Tous attendaient, inquiets et curieux à la fois.

— Eh bien, voilà, dit enfin Louise, je viens d’être à demi assommée, rue des Poissonniers.

— Que dis-tu, s’écria Léon, impressionné.

— La vérité. Mais ne vous alarmez pas, puisque je suis là.

Un peu calmée, à présent, la femme de Léon commença le récit qu’on attendait.

« Ainsi que je le prévoyais, dit-elle, j’ai pu trouver mon frère chez sa belle-mère, rue Ordener. J’ai passé l’après-midi avec eux, et je viens de les quitter. En arrivant à l’angle de la rue des Poissonniers j’eus l’idée de descendre cette rue pour regagner le Boulevard Barbès. Vous connaissez ce quartier. Il est très populeux. Des groupes d’hommes et de femmes montaient et descendaient la rue, quelques-uns très animés et surexcités.

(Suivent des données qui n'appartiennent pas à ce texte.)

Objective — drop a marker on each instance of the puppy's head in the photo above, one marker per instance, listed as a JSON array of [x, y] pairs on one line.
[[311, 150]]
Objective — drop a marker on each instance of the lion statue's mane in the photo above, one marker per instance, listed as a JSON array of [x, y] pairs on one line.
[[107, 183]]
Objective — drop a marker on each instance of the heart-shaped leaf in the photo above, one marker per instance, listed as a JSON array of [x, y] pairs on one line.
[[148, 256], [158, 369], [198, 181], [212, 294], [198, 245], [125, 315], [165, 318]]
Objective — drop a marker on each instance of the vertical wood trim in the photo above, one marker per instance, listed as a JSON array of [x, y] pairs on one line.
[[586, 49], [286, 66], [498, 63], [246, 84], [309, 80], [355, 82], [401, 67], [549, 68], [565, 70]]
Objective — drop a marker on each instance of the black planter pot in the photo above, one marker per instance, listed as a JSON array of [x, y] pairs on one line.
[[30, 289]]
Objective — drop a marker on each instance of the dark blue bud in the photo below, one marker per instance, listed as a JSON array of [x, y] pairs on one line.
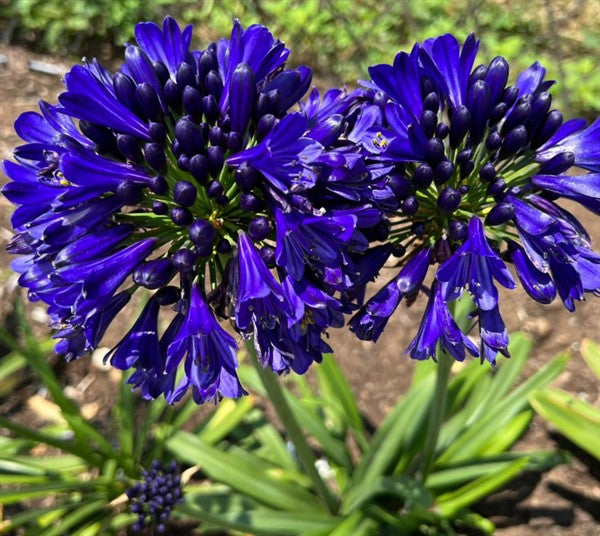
[[428, 122], [478, 102], [519, 114], [449, 199], [172, 94], [265, 125], [251, 203], [432, 102], [422, 177], [213, 84], [443, 172], [129, 192], [457, 230], [442, 131], [510, 94], [192, 102], [159, 185], [181, 216], [501, 213], [130, 148], [162, 73], [184, 260], [488, 172], [185, 75], [215, 161], [198, 168], [497, 187], [258, 228], [410, 205], [514, 140], [210, 108], [202, 232], [159, 208], [157, 132], [459, 125], [479, 73], [242, 92], [434, 151], [246, 177], [547, 129], [558, 164], [155, 156], [148, 99], [154, 274], [189, 136], [496, 78], [184, 193]]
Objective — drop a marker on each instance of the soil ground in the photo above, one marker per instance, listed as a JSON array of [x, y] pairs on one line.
[[564, 501]]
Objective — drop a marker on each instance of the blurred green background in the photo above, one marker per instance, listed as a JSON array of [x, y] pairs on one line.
[[340, 38]]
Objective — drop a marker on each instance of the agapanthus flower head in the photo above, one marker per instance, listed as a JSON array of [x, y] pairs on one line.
[[189, 173], [477, 166], [153, 499]]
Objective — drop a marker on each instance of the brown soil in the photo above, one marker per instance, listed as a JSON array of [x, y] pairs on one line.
[[564, 501]]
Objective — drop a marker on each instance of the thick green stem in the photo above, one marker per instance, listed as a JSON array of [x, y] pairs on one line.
[[275, 393], [437, 408]]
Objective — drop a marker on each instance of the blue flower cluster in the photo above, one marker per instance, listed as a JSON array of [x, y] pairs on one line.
[[153, 499], [186, 173], [201, 176], [477, 165]]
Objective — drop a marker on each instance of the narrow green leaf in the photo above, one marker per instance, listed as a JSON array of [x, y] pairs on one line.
[[575, 419], [450, 504]]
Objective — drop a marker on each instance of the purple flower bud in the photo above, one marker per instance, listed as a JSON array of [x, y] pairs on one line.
[[129, 192], [449, 199], [423, 177], [428, 122], [434, 151], [214, 189], [183, 260], [192, 102], [558, 164], [213, 84], [246, 177], [514, 140], [432, 102], [410, 205], [443, 172], [210, 108], [198, 168], [548, 128], [159, 208], [148, 99], [154, 274], [181, 216], [457, 230], [488, 172], [189, 136], [129, 148], [501, 213], [216, 160], [185, 75], [242, 92], [496, 78], [159, 185], [157, 132], [202, 232], [459, 125], [258, 228], [184, 193], [155, 156]]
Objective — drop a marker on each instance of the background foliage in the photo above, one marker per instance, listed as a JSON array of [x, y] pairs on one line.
[[340, 38]]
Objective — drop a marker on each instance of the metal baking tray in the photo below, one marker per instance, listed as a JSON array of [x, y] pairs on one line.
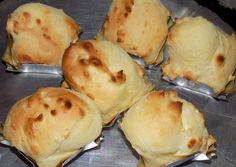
[[114, 150]]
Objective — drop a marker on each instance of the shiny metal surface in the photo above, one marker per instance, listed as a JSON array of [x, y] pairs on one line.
[[115, 150]]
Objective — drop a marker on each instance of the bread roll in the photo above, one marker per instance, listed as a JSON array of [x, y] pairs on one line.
[[138, 26], [52, 124], [38, 34], [164, 128], [105, 73], [201, 52]]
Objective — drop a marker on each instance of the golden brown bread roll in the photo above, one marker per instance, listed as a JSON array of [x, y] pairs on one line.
[[105, 73], [52, 125], [200, 51], [164, 128], [138, 26], [38, 34]]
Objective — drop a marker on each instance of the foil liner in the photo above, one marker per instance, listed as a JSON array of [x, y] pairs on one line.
[[89, 146], [35, 68], [195, 87], [196, 157]]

Un moment je croisai l’un de ces groupes qui me parut plus excité encore. Il y avait là trois hommes et deux femmes. Ils avaient la gaieté des gens qui ont bu. Les hommes tenaient les femmes par la taille, et chantaient : « Pleure pas pour ça, ma p’tite Ninette »…

« J’avais le cœur serré ; je vous l’avoue. C’était tellement navrant, cette inconscience.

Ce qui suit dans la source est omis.